Chateau de Fountgraves, 2007, Pic Saint Loup Rose (Coteaux Du Languedoc, don’t ya just love that French) picked up at Cost + (World Market – whatever).  A fine, fruity but dry rosé from an underrated appellation.  We don’t recall now, but in the Summer this was probably under $11.  Rosés are delightful and provided they are not too bland, as some are, a beautiful food wine.

Caves Des Perrières, Pouilly Fumé, from the Loire Valley, 2008, this minerally Sauvignon Blanc has been available regularly at Trader Joe’s for an astounding $9.95.  It is without the grassy taste typical of many Sauvignon Blancs and crisp, clean, fruity but dry.  The perfect accompaniment to those expensive scallops. Refreshing and delicious.

Chateau Rives-Blanques, 2005, Cuvée de L’Odyssée, Limoux Chardonnay.  Costco carries it for all of $15.99.  A captivating Chardonnay, without the cloying oak of California Chards.  This is clean and voluptuous, fantastic with soft cheeses.  The ‘slacker had it with a nice Camembert.  With fruit and a baguette, this is a luxurious lunch.  Don’t forget one of the ‘slackers all time favs frequently at Costco, along with other fine wine sellers, Le Chablisienne, the wine that takes back the reputation of real Chablis at a price we can afford, about $16.  Remember, Chablis is a place, not a grape.

Last, but far from least, a great buy in sparklers, at Whole Foods, for about $11, J.P. Chenet, Blanc du Blanc.  A tasty, not bland, sparkling wine from France, but not Champagne. Great any time, and would make a great New Years party wine at this price. And what a great bottle! Even a little depression on the side for your thumb; it’ll make your guests feel special. Happy 2010!  Terrific with a bird, with salads and light soups; also with cheeses.

You noticed these are all French? Well, that doesn’t mean there aren’t some whites and rosés from other places that are great too.  Germany, California, certainly Italy, New Zealand, Long Island and the Finger Lakes in New York.  But don’t miss out on these French lovelies at great prices and wide availability. Cheers!

January 19, 2007

Filed under: Costco wines,Italian Barbera,wine blogs — Dex Wineslacker @ 12:25 am

Costco hits again. It’s always a trip for the Wineslacker to visit Costco. Sometimes a bad trip. However, last Monday (Martin Luther King, Jr. Holiday, Thanks Martin.) during an afternoon visit to pick up another bottle of that French floozie, La Chablisienne, we happened to (hell, can’t resist) pick up an Italian rascal with a Costco rave planted above it. What could the ‘slacker lose? $7.99 to be exact. Marchesi di Barolo’s Maraia (Rascal) Barbera Monferrato. Well, they were effusive and we’re cheap. Happily, they were telling it like it is, as we’d say in the 70’s. Not a great bouquet, but that first mouthful; wow. Intense dried fruit. Pleasant finish, firm but balanced tannins… for the price, or actually for twice the price, a real bargain. Again, another really lovely Barbera. Simple, very pleasing, drinkable right now. Hearty, but not ball-buster at 13.5% alcohol. Buono!Always a scene, wandering around Costco with the diverse population explosions; huge shopping baskets, mobs of kids, going from cheap leather couches to odd appliances to mounds of shirts or jeans or velvet jackets; then running into bright eyed, single, middle aged men, with little paper lists in their fists and reading glasses perched on their noses. In the middle of the wine section, drooling. Right there with the Wineslacker.

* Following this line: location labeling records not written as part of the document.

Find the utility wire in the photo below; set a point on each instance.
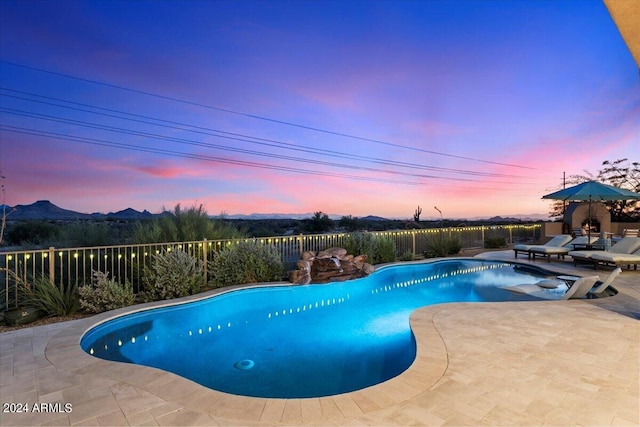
(241, 137)
(222, 147)
(172, 153)
(253, 116)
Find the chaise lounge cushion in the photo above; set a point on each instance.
(614, 258)
(562, 250)
(626, 245)
(556, 242)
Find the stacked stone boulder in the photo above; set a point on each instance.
(330, 265)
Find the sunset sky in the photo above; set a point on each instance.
(346, 107)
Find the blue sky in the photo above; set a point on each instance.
(359, 107)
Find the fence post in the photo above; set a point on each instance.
(413, 239)
(300, 245)
(204, 259)
(52, 264)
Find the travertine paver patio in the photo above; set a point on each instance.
(518, 363)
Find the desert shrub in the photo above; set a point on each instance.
(384, 250)
(440, 245)
(49, 298)
(245, 262)
(407, 256)
(105, 294)
(378, 249)
(495, 242)
(183, 225)
(172, 274)
(360, 244)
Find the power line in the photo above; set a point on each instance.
(171, 153)
(253, 116)
(235, 136)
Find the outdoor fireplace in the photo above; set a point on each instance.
(577, 216)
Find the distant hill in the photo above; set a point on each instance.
(45, 210)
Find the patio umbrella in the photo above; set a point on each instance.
(592, 190)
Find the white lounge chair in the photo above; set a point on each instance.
(600, 286)
(543, 250)
(556, 242)
(579, 289)
(617, 259)
(626, 246)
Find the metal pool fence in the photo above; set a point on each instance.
(127, 263)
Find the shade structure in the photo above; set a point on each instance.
(593, 190)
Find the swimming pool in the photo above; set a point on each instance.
(301, 341)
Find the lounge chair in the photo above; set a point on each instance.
(617, 259)
(600, 286)
(577, 232)
(579, 289)
(556, 242)
(626, 246)
(543, 250)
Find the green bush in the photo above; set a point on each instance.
(105, 294)
(407, 256)
(173, 274)
(385, 250)
(184, 225)
(245, 262)
(360, 244)
(495, 242)
(51, 299)
(441, 244)
(378, 249)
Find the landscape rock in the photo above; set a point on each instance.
(330, 265)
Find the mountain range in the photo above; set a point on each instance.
(45, 210)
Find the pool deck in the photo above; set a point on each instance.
(515, 363)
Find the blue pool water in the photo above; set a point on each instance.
(300, 341)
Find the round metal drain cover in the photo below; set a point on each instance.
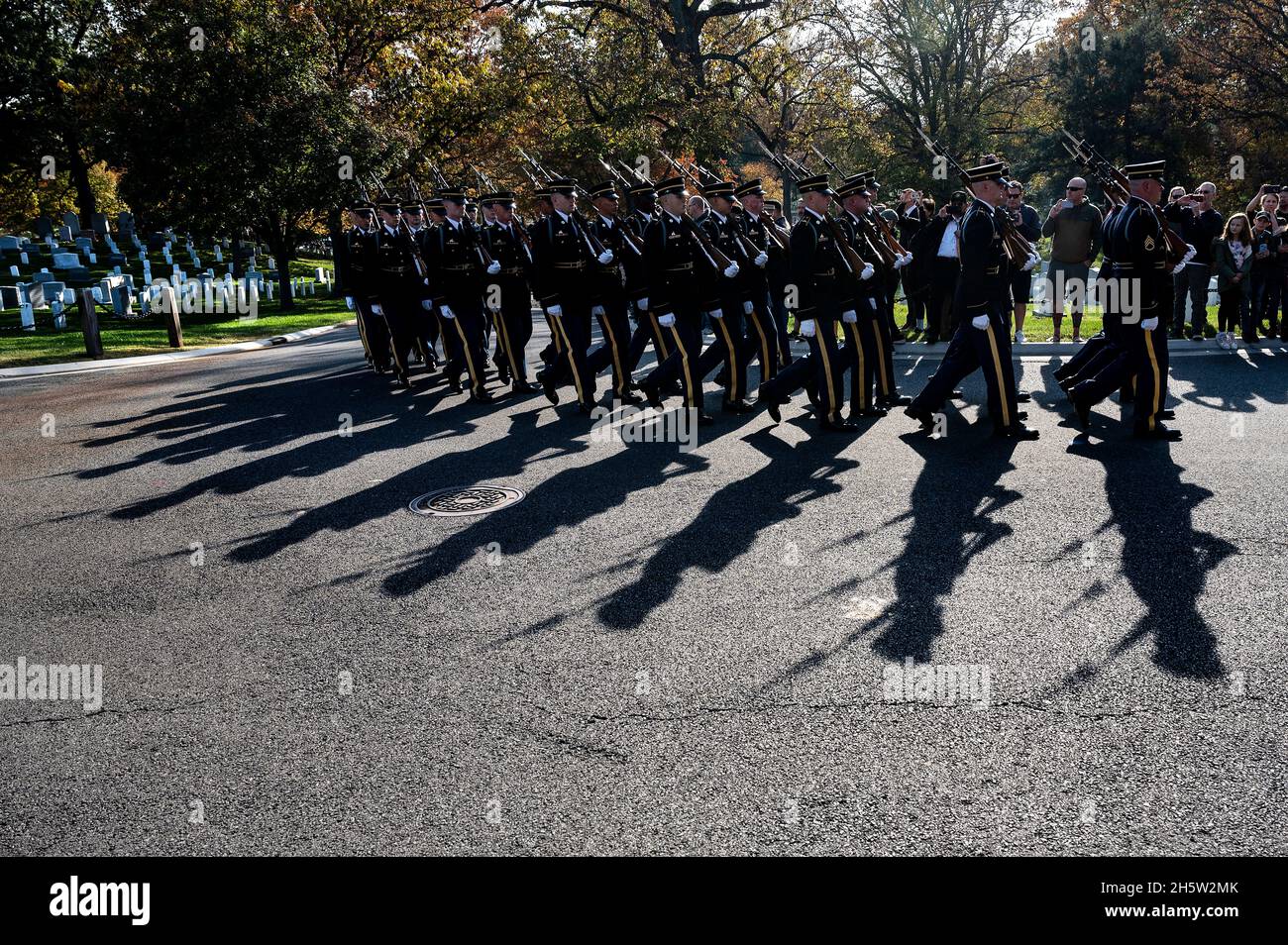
(475, 499)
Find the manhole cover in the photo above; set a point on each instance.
(475, 499)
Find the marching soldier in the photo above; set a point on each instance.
(612, 300)
(565, 254)
(818, 271)
(1136, 244)
(982, 340)
(674, 254)
(357, 274)
(643, 211)
(863, 335)
(456, 277)
(399, 284)
(761, 329)
(426, 322)
(887, 283)
(509, 246)
(728, 293)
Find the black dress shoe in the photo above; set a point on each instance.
(1017, 432)
(548, 387)
(1158, 433)
(922, 416)
(837, 425)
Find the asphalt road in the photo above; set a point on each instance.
(656, 651)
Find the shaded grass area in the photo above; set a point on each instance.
(124, 339)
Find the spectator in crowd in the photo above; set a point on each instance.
(1266, 279)
(1073, 226)
(1026, 223)
(911, 215)
(938, 252)
(1232, 259)
(1198, 224)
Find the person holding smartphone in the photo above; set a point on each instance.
(1073, 226)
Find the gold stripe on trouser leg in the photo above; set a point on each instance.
(1153, 368)
(502, 332)
(690, 390)
(660, 339)
(764, 348)
(572, 362)
(732, 391)
(832, 408)
(618, 374)
(885, 381)
(858, 381)
(997, 368)
(469, 358)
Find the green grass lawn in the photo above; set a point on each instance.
(149, 335)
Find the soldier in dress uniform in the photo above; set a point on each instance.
(357, 267)
(643, 211)
(426, 322)
(675, 258)
(982, 340)
(888, 282)
(456, 273)
(761, 340)
(612, 299)
(863, 339)
(398, 287)
(728, 293)
(510, 300)
(1134, 241)
(824, 300)
(778, 271)
(565, 257)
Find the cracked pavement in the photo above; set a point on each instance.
(655, 652)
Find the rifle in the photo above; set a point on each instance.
(1177, 250)
(404, 231)
(709, 250)
(1013, 241)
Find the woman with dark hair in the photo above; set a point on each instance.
(1232, 259)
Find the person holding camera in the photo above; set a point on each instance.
(1073, 226)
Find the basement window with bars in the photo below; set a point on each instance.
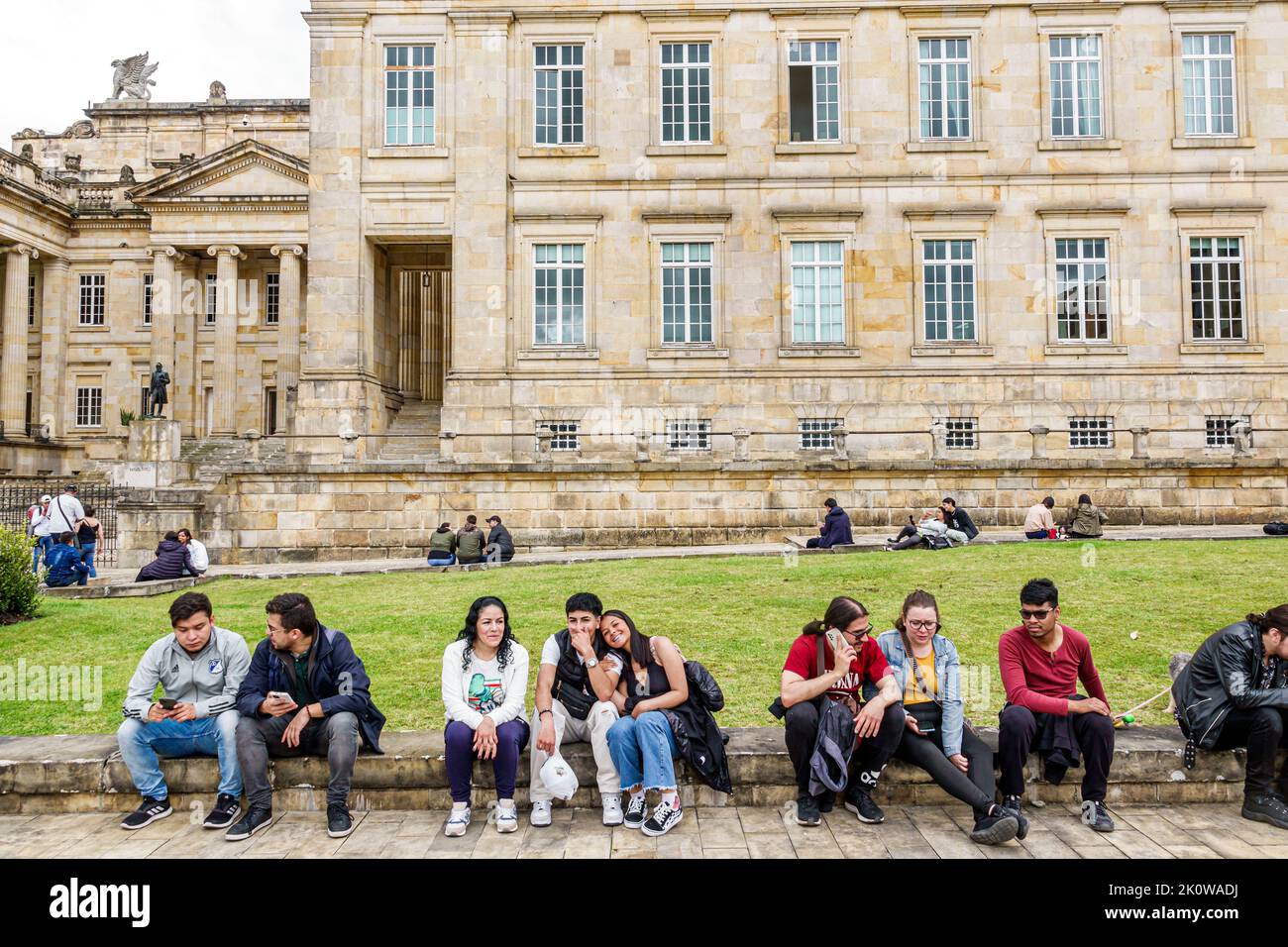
(1091, 432)
(961, 433)
(688, 436)
(563, 434)
(816, 433)
(1220, 429)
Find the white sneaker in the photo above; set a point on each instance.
(458, 822)
(506, 817)
(540, 814)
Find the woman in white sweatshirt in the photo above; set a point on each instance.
(484, 685)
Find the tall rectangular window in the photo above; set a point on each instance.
(93, 299)
(211, 298)
(559, 94)
(812, 72)
(1216, 287)
(688, 436)
(1091, 432)
(89, 407)
(1076, 97)
(1207, 68)
(818, 296)
(948, 289)
(1082, 289)
(687, 93)
(944, 81)
(561, 294)
(271, 298)
(687, 294)
(408, 94)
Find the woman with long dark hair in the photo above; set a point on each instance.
(484, 684)
(642, 742)
(936, 740)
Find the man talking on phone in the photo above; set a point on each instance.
(307, 692)
(200, 669)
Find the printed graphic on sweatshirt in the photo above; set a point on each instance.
(485, 693)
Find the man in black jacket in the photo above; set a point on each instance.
(1232, 693)
(305, 692)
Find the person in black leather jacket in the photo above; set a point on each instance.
(1233, 693)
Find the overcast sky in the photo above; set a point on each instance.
(56, 55)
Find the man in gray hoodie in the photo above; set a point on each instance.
(200, 669)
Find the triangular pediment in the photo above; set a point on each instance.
(248, 169)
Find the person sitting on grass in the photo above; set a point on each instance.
(172, 561)
(200, 669)
(877, 722)
(927, 669)
(305, 692)
(442, 545)
(1041, 663)
(575, 703)
(1233, 694)
(63, 564)
(484, 684)
(1038, 523)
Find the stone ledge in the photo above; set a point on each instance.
(84, 774)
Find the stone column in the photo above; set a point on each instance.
(55, 300)
(13, 359)
(165, 291)
(226, 341)
(287, 328)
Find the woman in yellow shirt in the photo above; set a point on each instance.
(935, 738)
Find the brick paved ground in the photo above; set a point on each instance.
(914, 831)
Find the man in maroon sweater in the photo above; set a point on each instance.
(1042, 663)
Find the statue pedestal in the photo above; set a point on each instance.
(151, 455)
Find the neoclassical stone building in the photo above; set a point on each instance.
(642, 272)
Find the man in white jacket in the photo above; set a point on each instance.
(198, 668)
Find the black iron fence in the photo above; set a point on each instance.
(17, 497)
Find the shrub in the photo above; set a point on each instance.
(18, 594)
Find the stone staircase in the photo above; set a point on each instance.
(413, 433)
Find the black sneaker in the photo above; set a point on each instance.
(1013, 805)
(862, 805)
(250, 823)
(806, 810)
(1095, 814)
(634, 817)
(995, 827)
(224, 813)
(1266, 808)
(149, 812)
(664, 818)
(339, 822)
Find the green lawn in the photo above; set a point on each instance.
(737, 616)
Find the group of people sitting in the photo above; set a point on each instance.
(850, 702)
(178, 554)
(469, 545)
(64, 536)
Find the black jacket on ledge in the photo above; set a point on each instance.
(1222, 677)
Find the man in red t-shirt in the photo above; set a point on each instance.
(877, 723)
(1042, 663)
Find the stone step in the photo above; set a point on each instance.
(84, 774)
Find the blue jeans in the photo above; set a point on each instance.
(643, 750)
(40, 552)
(211, 736)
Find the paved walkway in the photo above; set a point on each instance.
(862, 543)
(914, 831)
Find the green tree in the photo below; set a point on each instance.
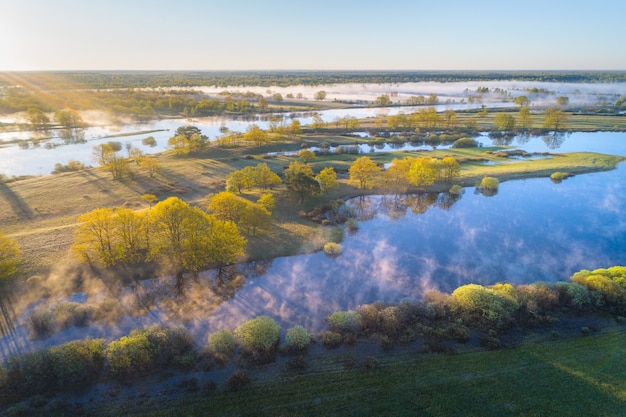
(327, 179)
(504, 122)
(295, 128)
(302, 185)
(9, 257)
(449, 119)
(254, 217)
(423, 171)
(94, 238)
(264, 177)
(129, 229)
(267, 201)
(396, 177)
(242, 178)
(227, 206)
(364, 173)
(188, 239)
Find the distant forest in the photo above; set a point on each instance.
(142, 79)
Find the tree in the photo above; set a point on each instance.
(9, 257)
(151, 165)
(306, 155)
(318, 123)
(188, 238)
(267, 201)
(239, 179)
(396, 177)
(449, 118)
(68, 119)
(188, 140)
(364, 172)
(320, 95)
(254, 217)
(423, 171)
(555, 119)
(303, 185)
(128, 231)
(327, 179)
(382, 100)
(37, 118)
(227, 206)
(94, 239)
(296, 167)
(295, 128)
(504, 122)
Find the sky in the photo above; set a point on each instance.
(312, 35)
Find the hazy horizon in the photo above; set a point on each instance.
(247, 35)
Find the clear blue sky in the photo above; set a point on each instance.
(313, 34)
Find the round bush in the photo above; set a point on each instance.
(222, 342)
(260, 333)
(489, 183)
(297, 338)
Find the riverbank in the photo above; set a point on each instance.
(40, 212)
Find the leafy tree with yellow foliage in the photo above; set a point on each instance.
(364, 172)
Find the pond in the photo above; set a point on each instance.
(532, 230)
(38, 157)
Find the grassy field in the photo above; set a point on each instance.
(40, 213)
(577, 377)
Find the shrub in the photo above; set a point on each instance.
(260, 333)
(297, 338)
(222, 342)
(481, 304)
(458, 332)
(331, 340)
(489, 183)
(77, 363)
(352, 224)
(333, 249)
(41, 323)
(456, 189)
(574, 294)
(145, 350)
(344, 321)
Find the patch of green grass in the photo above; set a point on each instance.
(581, 377)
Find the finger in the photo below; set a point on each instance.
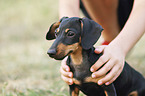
(65, 73)
(103, 71)
(99, 49)
(64, 66)
(102, 60)
(69, 81)
(111, 76)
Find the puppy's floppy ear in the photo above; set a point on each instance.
(51, 32)
(90, 33)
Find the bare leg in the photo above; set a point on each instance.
(105, 13)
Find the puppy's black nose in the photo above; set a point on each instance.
(51, 52)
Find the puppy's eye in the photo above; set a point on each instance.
(70, 34)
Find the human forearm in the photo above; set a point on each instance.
(68, 8)
(133, 29)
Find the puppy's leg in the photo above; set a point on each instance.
(74, 91)
(110, 90)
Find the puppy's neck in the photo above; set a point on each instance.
(76, 56)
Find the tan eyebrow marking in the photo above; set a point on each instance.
(66, 30)
(57, 30)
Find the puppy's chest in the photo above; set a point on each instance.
(80, 71)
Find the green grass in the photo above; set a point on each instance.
(25, 68)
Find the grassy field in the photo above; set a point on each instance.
(25, 68)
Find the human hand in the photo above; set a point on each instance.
(66, 75)
(113, 58)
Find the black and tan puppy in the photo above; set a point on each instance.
(75, 38)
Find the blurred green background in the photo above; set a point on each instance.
(25, 68)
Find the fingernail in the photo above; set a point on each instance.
(98, 49)
(107, 83)
(99, 82)
(93, 76)
(70, 82)
(92, 70)
(67, 69)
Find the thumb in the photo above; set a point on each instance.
(100, 49)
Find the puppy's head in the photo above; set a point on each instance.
(71, 33)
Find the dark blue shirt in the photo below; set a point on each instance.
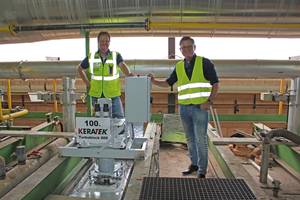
(209, 71)
(85, 63)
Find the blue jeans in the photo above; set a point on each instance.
(117, 107)
(195, 122)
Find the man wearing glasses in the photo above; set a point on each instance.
(104, 68)
(197, 85)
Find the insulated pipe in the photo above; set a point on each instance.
(69, 104)
(21, 172)
(221, 25)
(80, 26)
(246, 69)
(266, 148)
(11, 115)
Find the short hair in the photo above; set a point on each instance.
(103, 33)
(186, 38)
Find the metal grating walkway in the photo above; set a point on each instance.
(194, 188)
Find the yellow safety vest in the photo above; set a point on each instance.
(104, 79)
(194, 91)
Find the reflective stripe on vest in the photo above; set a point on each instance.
(93, 60)
(193, 85)
(197, 89)
(193, 95)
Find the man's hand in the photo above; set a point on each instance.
(131, 74)
(151, 75)
(205, 105)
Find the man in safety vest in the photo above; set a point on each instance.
(197, 85)
(104, 68)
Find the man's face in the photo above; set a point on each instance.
(103, 43)
(187, 48)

We have to say, in the last few weeks, we’ve learned to look at the wine industry in a new way, with more respect for the older producers, especially the Europeans, through the eyes of two very experienced winos and bloggers, whom we think our readers will enjoy also; Eric Azimov on “The Pour” wine critic for the New York Times, and fiesty dancer, Alice Feiring, Wine and Travel columnist for Time Magazine. Check it out, dude.